The Rajapaksa family’s grip on power has been weakened by months of blackouts and shortages in Sri Lanka, the country’s worst economic crisis since independence in 1948.

President Gotabaya Rajapaksa, on the other hand, retains broad authority and leadership of the security forces.

After weeks of mostly peaceful anti-government protests, Mahinda Rajapaksa loyalists bused into the city from the countryside assaulted demonstrators with sticks and clubs on Monday.

“We were attacked, the media was hit, ladies and children were hit,” one witness told AFP on condition of anonymity.

To disperse protesters, police used tear gas and water cannons and announced an instant curfew in Colombo, a move that was eventually expanded to encompass the whole 22 million-person South Asian nation.

The curfew will be lifted Wednesday morning, according to authorities, with government and private offices, as well as stores and schools, instructed to remain closed on Tuesday.

US Ambassador Julie Chung denounced “violence against peaceful demonstrators” and urged the Sri Lankan “government to conduct a complete inquiry, including the arrest and punishment of anybody who incited violence.”

 

-Shot dead –

Despite the curfew, anti-government protestors disobeyed police and attacked regime supporters late Monday night.

According to authorities, outside Colombo, governing party lawmaker Amarakeerthi Athukorala shot two persons, killing a 27-year-old male, after being besieged by a throng of anti-government demonstrators.

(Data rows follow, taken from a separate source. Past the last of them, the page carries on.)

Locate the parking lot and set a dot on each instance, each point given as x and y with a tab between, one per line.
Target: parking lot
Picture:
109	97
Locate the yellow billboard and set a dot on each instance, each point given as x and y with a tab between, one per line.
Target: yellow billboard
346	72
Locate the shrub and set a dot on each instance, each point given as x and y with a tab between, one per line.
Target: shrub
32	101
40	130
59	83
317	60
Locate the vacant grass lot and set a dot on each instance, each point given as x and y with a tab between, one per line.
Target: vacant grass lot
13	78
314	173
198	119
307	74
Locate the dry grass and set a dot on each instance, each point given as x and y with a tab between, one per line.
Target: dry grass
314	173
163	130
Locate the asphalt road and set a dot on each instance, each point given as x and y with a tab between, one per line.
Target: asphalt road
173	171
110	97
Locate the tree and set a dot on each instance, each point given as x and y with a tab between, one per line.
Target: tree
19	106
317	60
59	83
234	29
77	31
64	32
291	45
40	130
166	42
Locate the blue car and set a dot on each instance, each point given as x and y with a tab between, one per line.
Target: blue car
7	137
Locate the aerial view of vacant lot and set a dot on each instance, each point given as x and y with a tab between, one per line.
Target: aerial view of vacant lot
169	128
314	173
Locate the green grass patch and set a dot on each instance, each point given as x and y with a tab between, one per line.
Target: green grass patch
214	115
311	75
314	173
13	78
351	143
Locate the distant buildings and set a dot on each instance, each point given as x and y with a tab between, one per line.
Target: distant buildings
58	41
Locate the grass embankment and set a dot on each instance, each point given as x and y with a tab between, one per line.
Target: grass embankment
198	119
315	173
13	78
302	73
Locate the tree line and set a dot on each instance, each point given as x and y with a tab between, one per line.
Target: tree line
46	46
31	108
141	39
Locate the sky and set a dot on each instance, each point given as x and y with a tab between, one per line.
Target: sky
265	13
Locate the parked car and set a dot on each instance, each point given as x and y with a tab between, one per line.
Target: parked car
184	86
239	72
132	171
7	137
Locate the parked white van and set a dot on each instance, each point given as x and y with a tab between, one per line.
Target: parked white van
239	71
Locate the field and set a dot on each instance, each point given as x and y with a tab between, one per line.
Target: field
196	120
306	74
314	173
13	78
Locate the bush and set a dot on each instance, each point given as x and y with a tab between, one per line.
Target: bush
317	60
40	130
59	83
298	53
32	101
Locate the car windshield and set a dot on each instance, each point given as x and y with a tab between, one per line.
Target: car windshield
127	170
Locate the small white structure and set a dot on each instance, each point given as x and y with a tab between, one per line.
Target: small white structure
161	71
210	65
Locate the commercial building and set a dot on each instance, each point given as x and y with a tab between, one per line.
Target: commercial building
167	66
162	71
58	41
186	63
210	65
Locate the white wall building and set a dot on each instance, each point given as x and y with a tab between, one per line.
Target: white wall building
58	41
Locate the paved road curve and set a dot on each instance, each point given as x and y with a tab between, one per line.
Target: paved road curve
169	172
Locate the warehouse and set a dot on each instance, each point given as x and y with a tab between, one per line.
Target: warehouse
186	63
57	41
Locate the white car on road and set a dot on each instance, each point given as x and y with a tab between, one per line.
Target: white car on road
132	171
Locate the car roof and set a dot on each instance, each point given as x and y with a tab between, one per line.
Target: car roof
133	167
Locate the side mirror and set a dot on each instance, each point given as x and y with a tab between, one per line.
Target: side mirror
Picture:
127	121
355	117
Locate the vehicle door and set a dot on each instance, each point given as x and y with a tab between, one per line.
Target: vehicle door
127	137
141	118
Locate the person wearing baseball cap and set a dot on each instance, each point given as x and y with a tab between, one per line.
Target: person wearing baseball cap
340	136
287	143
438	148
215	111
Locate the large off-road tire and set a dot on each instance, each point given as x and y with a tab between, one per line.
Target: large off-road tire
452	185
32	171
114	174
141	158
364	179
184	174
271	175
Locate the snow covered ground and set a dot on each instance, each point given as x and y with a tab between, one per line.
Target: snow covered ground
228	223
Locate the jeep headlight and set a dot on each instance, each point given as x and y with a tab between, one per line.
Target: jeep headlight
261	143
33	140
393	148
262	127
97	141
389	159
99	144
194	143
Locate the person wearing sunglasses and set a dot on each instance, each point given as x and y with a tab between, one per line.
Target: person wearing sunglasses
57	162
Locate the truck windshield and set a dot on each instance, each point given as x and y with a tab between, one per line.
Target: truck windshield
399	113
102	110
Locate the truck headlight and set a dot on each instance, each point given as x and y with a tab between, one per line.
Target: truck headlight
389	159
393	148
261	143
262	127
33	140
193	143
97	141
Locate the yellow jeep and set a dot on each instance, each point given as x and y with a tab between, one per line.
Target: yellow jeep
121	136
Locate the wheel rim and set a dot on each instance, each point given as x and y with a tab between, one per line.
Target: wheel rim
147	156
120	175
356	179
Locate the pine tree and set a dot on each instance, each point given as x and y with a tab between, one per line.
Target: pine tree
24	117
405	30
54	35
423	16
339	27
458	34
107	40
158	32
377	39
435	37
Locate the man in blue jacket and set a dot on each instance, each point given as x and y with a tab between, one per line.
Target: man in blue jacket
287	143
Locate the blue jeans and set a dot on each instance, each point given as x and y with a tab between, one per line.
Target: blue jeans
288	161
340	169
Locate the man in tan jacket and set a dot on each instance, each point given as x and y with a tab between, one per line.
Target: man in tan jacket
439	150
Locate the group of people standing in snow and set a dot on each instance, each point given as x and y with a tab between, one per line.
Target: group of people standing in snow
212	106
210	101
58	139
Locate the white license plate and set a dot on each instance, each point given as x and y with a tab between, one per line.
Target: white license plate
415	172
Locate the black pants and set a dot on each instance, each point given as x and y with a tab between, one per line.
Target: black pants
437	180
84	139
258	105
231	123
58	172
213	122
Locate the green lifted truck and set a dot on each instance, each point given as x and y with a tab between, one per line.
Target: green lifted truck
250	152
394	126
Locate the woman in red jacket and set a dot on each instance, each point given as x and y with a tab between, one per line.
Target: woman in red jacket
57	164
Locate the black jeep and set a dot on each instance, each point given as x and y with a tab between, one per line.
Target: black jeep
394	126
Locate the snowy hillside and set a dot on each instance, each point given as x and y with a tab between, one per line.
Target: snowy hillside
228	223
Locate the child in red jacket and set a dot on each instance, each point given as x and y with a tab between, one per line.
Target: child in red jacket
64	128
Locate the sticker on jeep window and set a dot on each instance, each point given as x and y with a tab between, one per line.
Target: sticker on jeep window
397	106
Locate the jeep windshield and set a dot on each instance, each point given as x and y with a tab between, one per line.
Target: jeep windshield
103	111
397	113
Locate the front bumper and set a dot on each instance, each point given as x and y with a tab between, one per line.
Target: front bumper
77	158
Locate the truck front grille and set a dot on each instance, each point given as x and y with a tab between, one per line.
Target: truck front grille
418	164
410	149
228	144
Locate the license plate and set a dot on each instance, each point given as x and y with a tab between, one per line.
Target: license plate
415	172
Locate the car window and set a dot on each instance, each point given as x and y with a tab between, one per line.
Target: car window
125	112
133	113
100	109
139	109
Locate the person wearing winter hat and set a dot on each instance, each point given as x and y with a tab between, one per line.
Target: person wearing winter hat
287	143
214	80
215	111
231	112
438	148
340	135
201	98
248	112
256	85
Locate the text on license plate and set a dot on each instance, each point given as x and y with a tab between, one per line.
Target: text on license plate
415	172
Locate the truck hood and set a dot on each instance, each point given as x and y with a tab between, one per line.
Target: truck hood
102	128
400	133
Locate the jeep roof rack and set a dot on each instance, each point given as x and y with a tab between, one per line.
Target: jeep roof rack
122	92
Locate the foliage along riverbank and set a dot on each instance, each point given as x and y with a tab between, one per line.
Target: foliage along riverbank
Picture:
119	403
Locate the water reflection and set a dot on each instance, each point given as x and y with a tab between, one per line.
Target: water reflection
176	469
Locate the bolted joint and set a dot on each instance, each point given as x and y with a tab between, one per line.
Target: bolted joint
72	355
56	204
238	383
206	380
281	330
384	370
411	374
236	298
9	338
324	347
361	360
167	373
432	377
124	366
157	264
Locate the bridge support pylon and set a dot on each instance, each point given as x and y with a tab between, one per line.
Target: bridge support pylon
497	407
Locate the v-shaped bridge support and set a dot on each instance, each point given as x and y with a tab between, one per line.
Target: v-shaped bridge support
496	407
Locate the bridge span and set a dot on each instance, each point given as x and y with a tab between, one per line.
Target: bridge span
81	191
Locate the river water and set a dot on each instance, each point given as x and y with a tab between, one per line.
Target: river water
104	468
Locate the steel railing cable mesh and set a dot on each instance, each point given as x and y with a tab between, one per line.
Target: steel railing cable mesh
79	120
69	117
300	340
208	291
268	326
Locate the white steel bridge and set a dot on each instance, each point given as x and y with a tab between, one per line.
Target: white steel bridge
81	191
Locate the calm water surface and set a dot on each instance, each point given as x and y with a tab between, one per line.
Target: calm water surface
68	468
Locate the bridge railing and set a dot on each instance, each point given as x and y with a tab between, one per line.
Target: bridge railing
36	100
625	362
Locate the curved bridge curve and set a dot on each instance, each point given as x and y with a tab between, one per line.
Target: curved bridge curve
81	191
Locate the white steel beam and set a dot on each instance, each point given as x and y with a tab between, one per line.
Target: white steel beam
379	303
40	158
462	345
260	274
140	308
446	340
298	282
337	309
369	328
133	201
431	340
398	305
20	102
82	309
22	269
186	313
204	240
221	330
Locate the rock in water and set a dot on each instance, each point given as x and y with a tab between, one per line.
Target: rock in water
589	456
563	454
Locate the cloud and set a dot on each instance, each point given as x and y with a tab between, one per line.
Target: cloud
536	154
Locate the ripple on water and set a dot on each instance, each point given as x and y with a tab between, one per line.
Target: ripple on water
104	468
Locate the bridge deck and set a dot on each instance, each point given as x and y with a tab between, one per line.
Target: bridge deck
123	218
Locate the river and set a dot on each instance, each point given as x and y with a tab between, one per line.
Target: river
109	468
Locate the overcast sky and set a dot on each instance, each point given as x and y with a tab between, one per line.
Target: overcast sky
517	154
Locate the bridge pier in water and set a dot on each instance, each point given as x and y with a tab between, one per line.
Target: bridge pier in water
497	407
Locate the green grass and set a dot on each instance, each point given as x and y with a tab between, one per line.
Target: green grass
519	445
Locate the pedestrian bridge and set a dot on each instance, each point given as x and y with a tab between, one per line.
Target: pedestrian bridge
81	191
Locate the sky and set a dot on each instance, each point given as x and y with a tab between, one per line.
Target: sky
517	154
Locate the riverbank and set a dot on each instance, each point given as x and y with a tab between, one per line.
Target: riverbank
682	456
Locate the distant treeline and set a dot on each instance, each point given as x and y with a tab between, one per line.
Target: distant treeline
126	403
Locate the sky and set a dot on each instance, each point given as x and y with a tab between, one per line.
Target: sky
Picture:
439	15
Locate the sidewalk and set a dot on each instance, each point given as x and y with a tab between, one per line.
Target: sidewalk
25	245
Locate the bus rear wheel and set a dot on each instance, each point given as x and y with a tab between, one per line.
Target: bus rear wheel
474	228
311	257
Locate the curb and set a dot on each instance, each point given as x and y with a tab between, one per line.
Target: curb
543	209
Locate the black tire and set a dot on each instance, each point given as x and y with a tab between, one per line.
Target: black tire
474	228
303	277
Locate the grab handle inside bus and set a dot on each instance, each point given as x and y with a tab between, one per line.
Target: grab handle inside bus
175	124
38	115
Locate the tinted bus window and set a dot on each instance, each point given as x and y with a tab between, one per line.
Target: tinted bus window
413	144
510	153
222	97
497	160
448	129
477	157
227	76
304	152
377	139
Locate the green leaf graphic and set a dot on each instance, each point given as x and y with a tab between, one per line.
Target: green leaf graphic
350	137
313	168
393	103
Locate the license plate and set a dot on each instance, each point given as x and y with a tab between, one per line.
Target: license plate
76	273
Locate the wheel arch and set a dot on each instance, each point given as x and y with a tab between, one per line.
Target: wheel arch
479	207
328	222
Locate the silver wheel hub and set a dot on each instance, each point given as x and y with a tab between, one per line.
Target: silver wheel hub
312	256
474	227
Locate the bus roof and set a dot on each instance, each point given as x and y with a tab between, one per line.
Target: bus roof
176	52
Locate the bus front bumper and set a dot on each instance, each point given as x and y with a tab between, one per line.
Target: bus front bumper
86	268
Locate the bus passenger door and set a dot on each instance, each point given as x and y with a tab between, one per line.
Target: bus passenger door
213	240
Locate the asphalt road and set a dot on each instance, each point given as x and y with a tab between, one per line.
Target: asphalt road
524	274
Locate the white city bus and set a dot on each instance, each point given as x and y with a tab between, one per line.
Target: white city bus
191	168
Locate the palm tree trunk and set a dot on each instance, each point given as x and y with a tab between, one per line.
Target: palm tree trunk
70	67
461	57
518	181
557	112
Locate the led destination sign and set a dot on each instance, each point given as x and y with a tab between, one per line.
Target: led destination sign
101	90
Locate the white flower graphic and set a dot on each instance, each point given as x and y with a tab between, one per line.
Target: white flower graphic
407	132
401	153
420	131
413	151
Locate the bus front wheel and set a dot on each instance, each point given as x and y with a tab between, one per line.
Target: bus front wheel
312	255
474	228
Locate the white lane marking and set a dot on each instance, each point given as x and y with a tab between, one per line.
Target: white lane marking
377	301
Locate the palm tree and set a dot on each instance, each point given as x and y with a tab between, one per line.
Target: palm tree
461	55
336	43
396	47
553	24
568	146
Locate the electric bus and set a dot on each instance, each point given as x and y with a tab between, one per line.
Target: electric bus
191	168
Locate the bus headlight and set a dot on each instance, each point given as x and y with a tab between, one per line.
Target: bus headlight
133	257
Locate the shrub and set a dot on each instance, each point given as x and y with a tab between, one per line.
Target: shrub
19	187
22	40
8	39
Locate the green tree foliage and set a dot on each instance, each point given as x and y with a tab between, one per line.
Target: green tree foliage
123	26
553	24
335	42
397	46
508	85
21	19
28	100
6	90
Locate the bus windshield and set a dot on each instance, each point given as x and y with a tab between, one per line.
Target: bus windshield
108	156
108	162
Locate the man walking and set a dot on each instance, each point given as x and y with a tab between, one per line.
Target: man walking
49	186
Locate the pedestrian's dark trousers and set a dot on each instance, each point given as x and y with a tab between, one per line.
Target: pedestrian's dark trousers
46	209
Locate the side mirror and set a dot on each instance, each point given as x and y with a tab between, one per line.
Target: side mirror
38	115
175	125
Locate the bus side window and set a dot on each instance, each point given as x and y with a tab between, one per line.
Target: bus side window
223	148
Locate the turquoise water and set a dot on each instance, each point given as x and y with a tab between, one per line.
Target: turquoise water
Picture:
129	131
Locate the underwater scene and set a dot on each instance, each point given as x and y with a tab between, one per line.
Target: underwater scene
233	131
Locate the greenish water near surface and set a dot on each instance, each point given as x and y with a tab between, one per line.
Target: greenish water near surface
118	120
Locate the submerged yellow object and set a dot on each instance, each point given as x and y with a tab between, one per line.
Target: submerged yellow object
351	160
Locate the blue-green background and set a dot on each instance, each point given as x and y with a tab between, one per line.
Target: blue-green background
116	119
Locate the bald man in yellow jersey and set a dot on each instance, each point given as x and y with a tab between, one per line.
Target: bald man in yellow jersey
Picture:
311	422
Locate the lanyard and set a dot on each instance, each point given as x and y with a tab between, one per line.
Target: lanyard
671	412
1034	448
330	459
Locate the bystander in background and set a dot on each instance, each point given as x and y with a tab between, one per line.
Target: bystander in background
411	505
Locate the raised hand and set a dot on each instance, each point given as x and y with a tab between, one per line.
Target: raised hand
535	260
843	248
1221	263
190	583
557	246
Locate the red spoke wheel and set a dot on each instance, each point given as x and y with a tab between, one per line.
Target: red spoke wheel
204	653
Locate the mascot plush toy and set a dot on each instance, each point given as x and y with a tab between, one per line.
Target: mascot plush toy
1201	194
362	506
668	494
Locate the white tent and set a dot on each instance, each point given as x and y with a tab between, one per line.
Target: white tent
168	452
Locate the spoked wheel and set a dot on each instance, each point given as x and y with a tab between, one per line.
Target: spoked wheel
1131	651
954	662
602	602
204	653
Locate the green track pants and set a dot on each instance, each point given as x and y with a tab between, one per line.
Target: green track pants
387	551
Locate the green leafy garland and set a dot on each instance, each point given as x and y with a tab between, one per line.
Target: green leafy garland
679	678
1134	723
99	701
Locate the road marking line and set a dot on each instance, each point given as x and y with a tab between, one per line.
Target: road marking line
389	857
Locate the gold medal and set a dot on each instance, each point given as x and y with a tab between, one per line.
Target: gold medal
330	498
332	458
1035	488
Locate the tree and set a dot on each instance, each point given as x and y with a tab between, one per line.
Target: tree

“He then killed himself with his handgun,” a police officer told AFP via phone.

According to authorities, Athukorala’s security was also discovered deceased at the site.

Another governing party official, who was not identified, opened fire on protestors in the deep south of the island, killing two and injuring five, according to authorities.

Angry mobs set fire to the residences of some pro-Rajapaksa lawmakers, as well as several cars, while buses and trucks used by government supporters in and around Colombo were also targeted.

Several Rajapaksa residences were set on fire in various areas of the nation, and a family museum in their ancestral village was destroyed.

Doctors at the flagship Colombo National Hospital stepped in to help injured government supporters, with troops breaking the closed gates to bring them in.

“They may be murderers, but they are patients who must be treated first,” a doctor said at a throng blocking the emergency unit’s entrance.

 

– Unity government –

Mahinda Rajapaksa, 76, announced his resignation to allow for the formation of a unity administration.

However, it remained uncertain if the opposition would join any unity government, having previously refused to rule with any members of the Rajapaksa family.

Even with a new unity government, the president will have the right to nominate and remove ministers as well as judges, and will be immune from prosecution under Sri Lanka’s democratic system.

“Unless President Rajapaksa steps down, no one will be satisfied, whether the people in the streets or crucial political stakeholders,” Wilson Center analyst Michael Kugelman told AFP.

The demonstrations erupted when the coronavirus epidemic decimated the island’s critical tourist and remittance income, depriving the nation of foreign money required to pay off its debt.

As a result, the government was compelled to restrict several imports, resulting in acute shortages, inflation, and extended power outages.

Sri Lanka declared its default on its $51 billion foreign debt in April.

According to Akhil Bery of the Asia Society Policy Institute, it is unclear what President Rajapaksa’s next action would be in the face of the demonstrations.

Aside from retiring like his brother, he may create a caretaker administration, use the military and police to quell the rallies, or wait for them to “die down organically,” Bery told AFP.

But, regardless of what occurs, the new administration would have to make “unpopular decisions” to fix the economy, he warned.

Any IMF rescue, which is now being negotiated, would result in “more taxes and less government spending, which is a politically combustible combination,” he warned.